Améliorer le sort des gens de la campagne était sa marotte, à ce qu'il assurait: c'est pourquoi, tout en exigeant d'eux des intérêts affreusement usuraires, il les excitait contre les nobles, les bourgeois et les prêtres.
Sa facilité d'élocution, sa science de juriste et la longue redingote noire qu'il portait habituellement lui avaient valu les surnoms de «l'homme de loi» et de «président».

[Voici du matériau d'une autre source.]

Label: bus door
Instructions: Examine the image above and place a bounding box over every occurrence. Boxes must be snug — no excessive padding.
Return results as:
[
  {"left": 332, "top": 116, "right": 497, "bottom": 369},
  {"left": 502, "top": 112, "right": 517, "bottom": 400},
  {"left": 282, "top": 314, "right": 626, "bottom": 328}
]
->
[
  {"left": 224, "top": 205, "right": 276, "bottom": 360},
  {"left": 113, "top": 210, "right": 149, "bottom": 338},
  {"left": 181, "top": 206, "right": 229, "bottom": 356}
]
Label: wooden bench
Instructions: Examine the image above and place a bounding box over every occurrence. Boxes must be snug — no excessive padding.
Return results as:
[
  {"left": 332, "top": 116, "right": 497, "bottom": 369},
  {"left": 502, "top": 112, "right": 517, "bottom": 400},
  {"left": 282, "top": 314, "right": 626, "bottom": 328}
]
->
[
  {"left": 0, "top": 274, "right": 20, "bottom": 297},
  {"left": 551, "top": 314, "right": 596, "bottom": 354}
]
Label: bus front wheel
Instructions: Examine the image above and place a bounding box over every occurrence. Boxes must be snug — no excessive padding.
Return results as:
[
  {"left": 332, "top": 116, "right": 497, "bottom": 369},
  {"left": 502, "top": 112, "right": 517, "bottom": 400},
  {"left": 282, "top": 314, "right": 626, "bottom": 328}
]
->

S'il en voulait cruellement à M. de Champdoce, c'est que le duc s'était ouvertement déclaré contre lui, lors de certaine aventure qui l'avait conduit jusqu'au seuil de la cour d'assises, et dont il ne s'était tiré qu'en subornant quatre ou cinq témoins.
Il avait juré qu'il se vengerait, et depuis cinq ans il guettait une occasion favorable.

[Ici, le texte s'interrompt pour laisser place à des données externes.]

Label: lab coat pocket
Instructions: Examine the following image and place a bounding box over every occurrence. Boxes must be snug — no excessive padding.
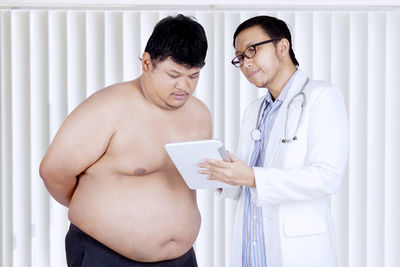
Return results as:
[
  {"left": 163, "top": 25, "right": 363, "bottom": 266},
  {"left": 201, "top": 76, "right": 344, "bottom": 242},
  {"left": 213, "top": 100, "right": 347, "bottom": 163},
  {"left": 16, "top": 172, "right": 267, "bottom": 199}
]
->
[
  {"left": 281, "top": 214, "right": 335, "bottom": 267},
  {"left": 283, "top": 215, "right": 326, "bottom": 238}
]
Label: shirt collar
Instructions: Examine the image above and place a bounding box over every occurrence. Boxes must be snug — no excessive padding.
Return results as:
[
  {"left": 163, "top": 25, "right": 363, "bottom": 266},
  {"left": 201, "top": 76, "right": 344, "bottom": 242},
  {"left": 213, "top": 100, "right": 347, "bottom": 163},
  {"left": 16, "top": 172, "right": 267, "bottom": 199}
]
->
[{"left": 265, "top": 69, "right": 299, "bottom": 104}]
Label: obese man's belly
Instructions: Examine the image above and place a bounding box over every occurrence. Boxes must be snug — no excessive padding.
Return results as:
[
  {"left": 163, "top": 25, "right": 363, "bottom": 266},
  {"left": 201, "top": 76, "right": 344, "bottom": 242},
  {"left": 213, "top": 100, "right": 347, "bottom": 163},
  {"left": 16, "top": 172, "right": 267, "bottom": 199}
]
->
[{"left": 68, "top": 171, "right": 201, "bottom": 262}]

Tel est, au moral et au physique, l'homme que le lendemain des confidences de son père, Norbert rencontra à la minoterie de Bivron.
Se conformant aux ordres reçus, il venait d'y amener vingt pochées de blé, et seul il les avait déchargées et montées au grenier.
Il remettait sa veste et faisait ses dispositions pour reprendre avec sa lourde charrette, attelée de deux chevaux vigoureux, la route du château, lorsque maître Dauman s'avança vers lui, saluant jusqu'à terre, le priant de lui accorder une petite place jusqu'à sa maison.
—J'espère, disait-il, que monsieur le marquis excusera mon indiscrétion; j'ai des coquins de rhumatismes qui m'empêchent de marcher, je me fais vieux, je n'ai plus l'âge heureux de monsieur le marquis.
Il savait ce Dauman, donner à chacun un titre congruant. Il avait lu quelque part que l'aîné d'un duc est marquis.